Additional complexity of GPCR expression and function in macrophage biology
Many of the GPCRs described above have overlapping biological activities on macrophages. Despite the apparent redundancy/overlap in their biological effects on macrophages, gene knockout studies have generally demonstrated nonredundant roles for GPCRs in inflammation and immunity (e.g., C5aR [32 ], PAFR [115 ], EMR1 [173 ], EP2 and -4 [182 , 183 ], as well as the chemokine receptors not reviewed here). This is often the case even in the same model, for example, the commonly used CIA model in mice. Generally, such studies have assessed how a single GPCR agonist affects biological responses. However, tissue macrophages and recruited monocytes in an inflammatory setting are likely to encounter multiple agonists and in vitro studies using combinations of GPCR agonists would be more likely to reflect the in vivo environment. In vitro studies that assess combinatorial effects of GPCR agonists may identify synergistic, antagonistic, or truly redundant effects of GPCR ligands, which would not otherwise be apparent. The antagonistic effect of FPR and FPRL1 ligands on CCR5 and CXCR4 responses represents one example of such interplay [59 ]. Alternatively, the individual GPCRs might function in distinct stages of the inflammation process, effectively acting in a pathway that can be blocked at multiple levels.

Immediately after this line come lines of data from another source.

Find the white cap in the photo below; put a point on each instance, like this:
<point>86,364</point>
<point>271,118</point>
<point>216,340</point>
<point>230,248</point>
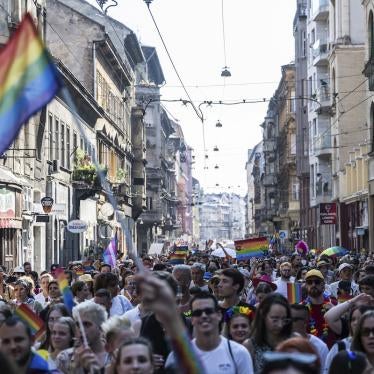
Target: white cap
<point>343,266</point>
<point>19,269</point>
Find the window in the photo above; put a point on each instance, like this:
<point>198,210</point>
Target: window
<point>57,141</point>
<point>68,150</point>
<point>62,144</point>
<point>50,137</point>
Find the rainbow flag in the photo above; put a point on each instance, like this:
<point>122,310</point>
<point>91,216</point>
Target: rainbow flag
<point>334,252</point>
<point>35,323</point>
<point>248,248</point>
<point>294,293</point>
<point>178,255</point>
<point>66,292</point>
<point>28,80</point>
<point>110,254</point>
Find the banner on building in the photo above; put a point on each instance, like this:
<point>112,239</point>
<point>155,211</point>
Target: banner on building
<point>327,213</point>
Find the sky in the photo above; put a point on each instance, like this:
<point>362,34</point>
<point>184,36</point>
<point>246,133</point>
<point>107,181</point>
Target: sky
<point>258,41</point>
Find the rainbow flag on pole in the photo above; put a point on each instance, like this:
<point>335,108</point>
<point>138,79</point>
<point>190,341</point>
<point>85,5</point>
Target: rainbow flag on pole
<point>35,323</point>
<point>294,293</point>
<point>248,248</point>
<point>28,80</point>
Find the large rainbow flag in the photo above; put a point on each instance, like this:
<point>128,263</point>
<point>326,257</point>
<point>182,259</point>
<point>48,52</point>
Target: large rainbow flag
<point>35,323</point>
<point>28,80</point>
<point>248,248</point>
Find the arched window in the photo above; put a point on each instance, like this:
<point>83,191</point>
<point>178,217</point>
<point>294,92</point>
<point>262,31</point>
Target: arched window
<point>371,35</point>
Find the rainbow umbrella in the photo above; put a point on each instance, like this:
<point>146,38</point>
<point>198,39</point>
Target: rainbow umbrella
<point>334,251</point>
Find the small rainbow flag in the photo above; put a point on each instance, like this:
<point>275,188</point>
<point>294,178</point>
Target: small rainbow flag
<point>294,293</point>
<point>66,292</point>
<point>178,255</point>
<point>35,323</point>
<point>28,80</point>
<point>248,248</point>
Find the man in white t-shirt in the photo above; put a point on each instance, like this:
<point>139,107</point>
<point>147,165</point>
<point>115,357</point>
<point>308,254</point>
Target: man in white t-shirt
<point>300,318</point>
<point>217,354</point>
<point>285,272</point>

An additional level of complexity is apparent at the level of gene regulation. Recent genome-wide analysis of transcription start sites using cap analysis of gene expression has demonstrated that alternative promoter use is applied extensively [184 ]. Indeed, several GPCRs including P2RY5, ETBR and EDG1, appear to use multiple promoters/transcription start sites, a phenomenon that is likely to impact on tissue-specific expression and function. Alternative splicing also occurs in some GPCR-encoded genes. For example, multiple alternatively spliced forms of EMR1 lack the transmembrane-spanning helices and presumably encode soluble, secreted dominant-negative forms of the receptor. Alternatively spliced forms of the related GPCRs, CD97 and EMR2, have variable numbers of EGF domains in the extracellular region. In the case of EMR2, only the full-length isoform was able to mediate cell-cell interactions through chondroitin sulfate [174 ]. Thus, regulation of alternative splicing is likely to impact on the function of several macrophage-expressed GPCRs.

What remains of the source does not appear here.